Runtime overflow check fails in debug build.

With release build, the result of Listing 20-18 is shown in Listing 20-19. With debug build, the result is shown in Listing 20-20.
===========================
checked multiple: overflow
overflowing multiple: 1, overflow: true
saturating multiple: 4294967295
wrapping multiple: 1
direct multiple: 1
===========================

Listing 20-19.

===========================
checked multiple: overflow
overflowing multiple: 1, overflow: true
saturating multiple: 4294967295
wrapping multiple: 1
thread 'main' panicked at 'attempt to multiply with overflow', srcmain.rs:90:19
note: Run with `RUST_BACKTRACE=1` environment variable to display a backtrace.
===========================

Listing 20-20.

A firmware implementation may have external input, such as a Bitmap (BMP) file, a capsule file, a portable and executable (PE) image, a file system, and so on. If the parser needs to perform some math operation, using checked version methods might be a better idea than direct multiplication. It can guarantee the overflow case is well handled.
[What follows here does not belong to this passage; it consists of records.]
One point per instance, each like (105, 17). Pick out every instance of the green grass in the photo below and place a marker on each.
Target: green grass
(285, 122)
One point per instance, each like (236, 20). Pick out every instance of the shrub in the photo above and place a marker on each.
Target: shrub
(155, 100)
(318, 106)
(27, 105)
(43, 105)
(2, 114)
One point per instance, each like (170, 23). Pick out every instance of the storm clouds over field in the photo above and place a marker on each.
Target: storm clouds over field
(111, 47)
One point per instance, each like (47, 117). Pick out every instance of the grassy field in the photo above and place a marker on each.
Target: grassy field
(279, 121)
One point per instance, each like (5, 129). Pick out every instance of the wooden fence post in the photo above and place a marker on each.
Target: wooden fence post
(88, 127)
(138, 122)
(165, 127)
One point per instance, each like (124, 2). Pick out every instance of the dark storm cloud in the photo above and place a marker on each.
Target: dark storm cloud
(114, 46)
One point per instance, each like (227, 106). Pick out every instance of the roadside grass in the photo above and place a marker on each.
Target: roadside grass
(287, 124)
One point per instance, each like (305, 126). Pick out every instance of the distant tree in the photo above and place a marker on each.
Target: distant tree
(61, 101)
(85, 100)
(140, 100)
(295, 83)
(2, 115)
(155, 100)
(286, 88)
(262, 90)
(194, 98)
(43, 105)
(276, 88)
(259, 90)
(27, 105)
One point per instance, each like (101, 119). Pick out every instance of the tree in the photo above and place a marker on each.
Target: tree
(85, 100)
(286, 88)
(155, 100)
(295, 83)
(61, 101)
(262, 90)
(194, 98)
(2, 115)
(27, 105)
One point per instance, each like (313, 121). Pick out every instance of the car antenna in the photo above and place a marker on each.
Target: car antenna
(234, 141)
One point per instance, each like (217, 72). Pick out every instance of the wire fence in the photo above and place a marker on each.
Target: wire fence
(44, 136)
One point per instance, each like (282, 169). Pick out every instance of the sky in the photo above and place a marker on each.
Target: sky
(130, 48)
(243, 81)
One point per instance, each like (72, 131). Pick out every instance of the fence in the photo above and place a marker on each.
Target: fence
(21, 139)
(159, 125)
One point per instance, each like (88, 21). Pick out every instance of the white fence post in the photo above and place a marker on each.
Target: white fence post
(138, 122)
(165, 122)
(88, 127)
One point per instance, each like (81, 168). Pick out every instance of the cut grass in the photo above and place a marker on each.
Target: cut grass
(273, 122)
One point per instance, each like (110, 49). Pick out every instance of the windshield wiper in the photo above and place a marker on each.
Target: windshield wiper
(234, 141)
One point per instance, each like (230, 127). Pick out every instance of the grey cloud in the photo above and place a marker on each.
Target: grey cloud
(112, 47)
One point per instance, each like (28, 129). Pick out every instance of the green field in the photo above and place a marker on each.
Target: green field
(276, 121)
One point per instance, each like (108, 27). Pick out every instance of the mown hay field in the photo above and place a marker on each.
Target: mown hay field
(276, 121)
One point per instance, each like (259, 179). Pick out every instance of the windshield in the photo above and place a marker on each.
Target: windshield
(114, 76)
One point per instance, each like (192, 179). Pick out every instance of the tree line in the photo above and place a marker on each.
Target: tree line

Besides math operations, type cast might also lead to the data truncation problem. Rust does the build-time check and requests a data type cast explicitly.

All in all, Rust defines a set of very strict rules on using an object and its reference to eliminate memory safety issues. That is one reason that many developers find it is hard to pass compilation, especially for those who are familiar with the C language and satisfied with the freedom brought from the C language. With the C language, the developer can control everything. That also means the developer needs to ensure the code has no memory safety issue. Rust takes another approach. It makes it very hard to write the code to pass the compilation on the first time. The compiler keeps telling you what is forbidden and that there might be a potential problem. But once the code passes the compilation, the Rust language guarantees there is no memory safety issue.

Unsafe Code

So far, we have discussed lots of security solutions brought from Rust, and these solutions can help reduce the amount of security risks in the firmware development. However, this solution brings some limitations. For example, accessing NULL address actually is legal because the tradition Basic Input/Output System (BIOS) sets up the Interrupt Vector Table there. Sometimes, the firmware code needs to access a fixed region memory mapped I/O, such as Trusted Platform Module (TPM) at physical address 0xFED40000. In order to handle such cases, Rust introduces a keyword – unsafe. If the code is inside of an unsafe block, then the compiler does not perform any security check. This is a contract between the developer and the compiler. Unsafe means that the developer tells the Rust compiler “Please trust me.”

According to the Rust language book, we can do the following superpower unsafe actions:

  • Dereference a raw pointer

  • Call an unsafe function or method.

  • Access or modify a mutable global static variable.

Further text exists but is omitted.